Theresa Burkes tore into the 2012 proposed ultrasound legislation ... literally. She cut it. She ripped it. And end-to-end, completely disassembled the Senate Bill, proposed by Republican Sen. Chuck Winder, that would have required Idaho women to undergo an ultrasound prior to having an abortion.
When Burkes stepped backed and looked at scraps of the legislation, which ultimately died in the waning hours of the 2012 Idaho Legislature, she saw an incomprehensible mess.
Burkes said she gave meaning to the shreds of paper that were once SB 1387 through art. She reassembled the fragments into an apron shaped like the State Capitol.

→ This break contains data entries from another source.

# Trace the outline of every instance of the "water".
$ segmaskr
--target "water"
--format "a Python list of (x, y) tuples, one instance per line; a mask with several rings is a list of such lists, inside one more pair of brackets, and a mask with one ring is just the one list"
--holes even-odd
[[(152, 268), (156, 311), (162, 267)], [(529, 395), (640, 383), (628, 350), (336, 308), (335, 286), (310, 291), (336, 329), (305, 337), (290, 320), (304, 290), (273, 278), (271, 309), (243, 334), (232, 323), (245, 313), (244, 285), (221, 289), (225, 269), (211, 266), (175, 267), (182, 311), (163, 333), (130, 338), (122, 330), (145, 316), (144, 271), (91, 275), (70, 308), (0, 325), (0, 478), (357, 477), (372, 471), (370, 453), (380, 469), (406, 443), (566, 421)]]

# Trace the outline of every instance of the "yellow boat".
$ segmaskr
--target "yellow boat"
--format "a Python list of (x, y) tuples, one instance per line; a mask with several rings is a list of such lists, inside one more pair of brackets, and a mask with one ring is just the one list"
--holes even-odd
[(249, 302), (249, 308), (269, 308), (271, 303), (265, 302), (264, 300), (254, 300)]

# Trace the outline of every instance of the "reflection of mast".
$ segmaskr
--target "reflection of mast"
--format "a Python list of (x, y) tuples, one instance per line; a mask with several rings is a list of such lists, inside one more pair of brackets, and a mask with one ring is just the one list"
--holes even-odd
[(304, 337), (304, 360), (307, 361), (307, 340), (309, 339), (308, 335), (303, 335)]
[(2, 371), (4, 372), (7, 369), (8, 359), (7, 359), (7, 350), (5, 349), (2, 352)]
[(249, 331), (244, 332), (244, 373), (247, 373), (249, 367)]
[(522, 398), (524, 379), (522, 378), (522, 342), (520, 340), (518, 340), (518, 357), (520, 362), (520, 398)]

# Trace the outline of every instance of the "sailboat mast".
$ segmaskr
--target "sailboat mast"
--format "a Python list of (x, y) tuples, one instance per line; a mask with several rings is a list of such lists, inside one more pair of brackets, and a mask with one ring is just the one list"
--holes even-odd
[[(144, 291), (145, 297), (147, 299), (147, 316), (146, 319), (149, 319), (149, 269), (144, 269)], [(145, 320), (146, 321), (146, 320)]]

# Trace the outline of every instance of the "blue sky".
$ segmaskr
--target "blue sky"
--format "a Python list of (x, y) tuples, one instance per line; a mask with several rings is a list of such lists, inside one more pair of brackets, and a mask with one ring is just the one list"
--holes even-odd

“I know that bill inside and out. I tore it up and pasted it and pasted it. And what I tore was infuriating,” said Burkes.
Burkes said she then fulfilled one of Winder's goals—wrapping the legislation around her body, she tied it with some strings and tucked a photo of Winder into the front pocket of her apron.

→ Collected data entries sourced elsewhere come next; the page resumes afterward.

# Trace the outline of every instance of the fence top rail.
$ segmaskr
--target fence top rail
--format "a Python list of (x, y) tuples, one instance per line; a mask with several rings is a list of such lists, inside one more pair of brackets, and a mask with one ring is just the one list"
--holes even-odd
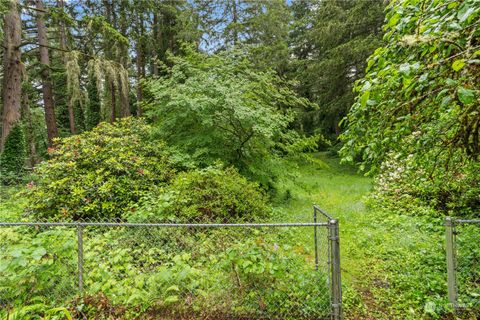
[(121, 223), (121, 222), (0, 222), (0, 227), (142, 227), (142, 228), (282, 228), (326, 227), (326, 222), (306, 223)]
[(326, 217), (328, 220), (335, 220), (334, 217), (332, 217), (331, 215), (329, 215), (327, 212), (325, 212), (324, 210), (322, 210), (322, 208), (320, 208), (318, 205), (314, 204), (313, 205), (313, 210), (315, 212), (320, 212), (324, 217)]
[(480, 220), (476, 219), (453, 219), (455, 223), (465, 223), (465, 224), (480, 224)]

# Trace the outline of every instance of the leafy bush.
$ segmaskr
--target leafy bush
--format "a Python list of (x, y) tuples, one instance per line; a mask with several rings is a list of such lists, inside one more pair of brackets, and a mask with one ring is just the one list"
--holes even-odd
[[(268, 185), (279, 159), (314, 148), (290, 125), (311, 108), (273, 72), (257, 72), (242, 55), (187, 50), (172, 58), (168, 76), (145, 82), (145, 114), (157, 134), (196, 166), (221, 161)], [(295, 145), (295, 150), (290, 146)]]
[(75, 296), (74, 229), (1, 231), (0, 305), (51, 305)]
[(147, 198), (132, 219), (183, 222), (254, 221), (271, 208), (255, 183), (236, 169), (209, 167), (178, 174), (158, 196)]
[(327, 316), (326, 275), (314, 271), (291, 245), (278, 245), (275, 240), (278, 235), (244, 237), (227, 249), (222, 261), (225, 269), (232, 270), (238, 310), (266, 318), (279, 314), (291, 319)]
[(166, 147), (150, 127), (127, 118), (57, 140), (51, 159), (35, 168), (29, 211), (50, 219), (120, 218), (173, 176)]
[(20, 124), (10, 131), (2, 154), (0, 155), (0, 183), (9, 185), (22, 180), (25, 174), (27, 151), (25, 135)]
[[(428, 163), (391, 157), (381, 166), (372, 200), (408, 214), (474, 216), (480, 208), (480, 164), (464, 161), (455, 168), (428, 170)], [(458, 159), (457, 159), (458, 161)]]
[[(314, 270), (305, 245), (291, 244), (291, 231), (188, 230), (85, 228), (84, 296), (79, 298), (74, 228), (5, 229), (0, 304), (7, 312), (29, 310), (32, 317), (53, 306), (88, 318), (328, 315), (326, 275)], [(172, 243), (175, 238), (182, 246)]]
[(416, 0), (392, 1), (387, 10), (385, 46), (356, 85), (341, 154), (372, 173), (398, 162), (402, 181), (389, 192), (469, 214), (480, 208), (480, 2), (419, 10)]

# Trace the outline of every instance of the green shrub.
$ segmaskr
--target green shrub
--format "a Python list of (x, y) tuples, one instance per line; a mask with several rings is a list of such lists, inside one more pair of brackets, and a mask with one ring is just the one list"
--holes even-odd
[(146, 200), (134, 217), (232, 222), (262, 219), (270, 213), (267, 197), (256, 183), (234, 168), (209, 167), (179, 174), (160, 195)]
[(419, 164), (413, 155), (392, 156), (382, 164), (371, 198), (376, 206), (396, 212), (475, 216), (480, 208), (480, 164), (457, 154), (450, 158), (453, 167), (433, 171), (428, 159)]
[(61, 303), (75, 296), (75, 230), (39, 231), (5, 228), (0, 233), (0, 305)]
[[(203, 55), (185, 48), (168, 76), (145, 81), (145, 115), (156, 134), (198, 167), (221, 161), (272, 187), (286, 155), (317, 139), (291, 129), (296, 112), (315, 108), (272, 72), (256, 71), (240, 53)], [(282, 169), (278, 169), (282, 167)]]
[(10, 131), (2, 154), (0, 155), (0, 182), (6, 185), (22, 180), (25, 174), (25, 135), (20, 124)]
[(51, 159), (35, 168), (28, 209), (37, 218), (121, 218), (173, 175), (165, 145), (149, 126), (127, 118), (57, 140)]
[(287, 319), (326, 317), (330, 304), (326, 299), (327, 279), (307, 263), (300, 250), (289, 244), (277, 244), (278, 235), (244, 237), (227, 249), (223, 268), (230, 270), (234, 283), (234, 304), (239, 313)]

“This is where he would have wanted to be,” said Burkes.
Burkes said she kept Winder close to her uterus on Saturday as women’s rights activists marched from the Anne Frank Human Rights Memorial to the Statehouse steps in opposition to what they called the "war against women.”

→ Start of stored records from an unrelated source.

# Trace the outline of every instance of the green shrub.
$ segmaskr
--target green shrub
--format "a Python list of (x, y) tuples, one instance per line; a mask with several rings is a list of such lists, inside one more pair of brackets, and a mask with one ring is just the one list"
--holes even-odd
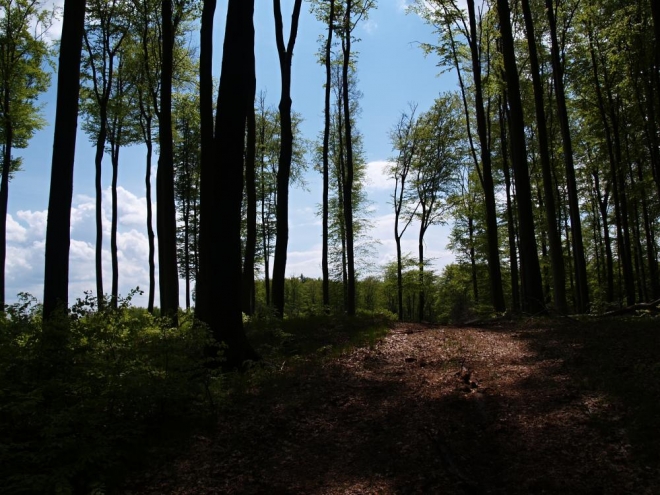
[(208, 414), (210, 340), (188, 315), (173, 327), (130, 295), (116, 310), (87, 295), (45, 329), (40, 314), (23, 294), (0, 320), (3, 493), (111, 487), (162, 426)]

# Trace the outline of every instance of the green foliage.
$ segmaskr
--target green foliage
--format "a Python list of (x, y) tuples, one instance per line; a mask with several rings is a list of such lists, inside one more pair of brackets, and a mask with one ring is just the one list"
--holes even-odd
[[(39, 95), (50, 85), (44, 70), (50, 50), (43, 36), (52, 12), (42, 2), (0, 0), (0, 143), (25, 148), (34, 132), (45, 125)], [(20, 165), (12, 159), (12, 170)]]
[[(219, 380), (210, 338), (129, 306), (97, 311), (87, 295), (42, 329), (26, 294), (0, 321), (0, 479), (3, 493), (111, 489), (168, 427), (210, 412)], [(217, 392), (217, 390), (216, 390)]]
[[(479, 264), (475, 269), (479, 293), (485, 296), (482, 300), (490, 301), (488, 268), (485, 264)], [(492, 311), (489, 304), (475, 301), (472, 267), (464, 263), (447, 265), (443, 269), (437, 282), (435, 309), (439, 323), (453, 325), (488, 316)]]
[(246, 333), (265, 366), (337, 356), (383, 338), (396, 316), (386, 311), (361, 311), (357, 316), (307, 315), (253, 318)]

“I was born in 1970," Toni Sutton told the crowd of approximately 100. "That means that I had more legal control over my body at the age of 3 than I have now. In the last 12 months, women have become sluts for taking birth control.”
Protesters said their line of defense in the battle to save women’s rights came with a warning to lawmakers who backed Winder’s bill: They would remember come November.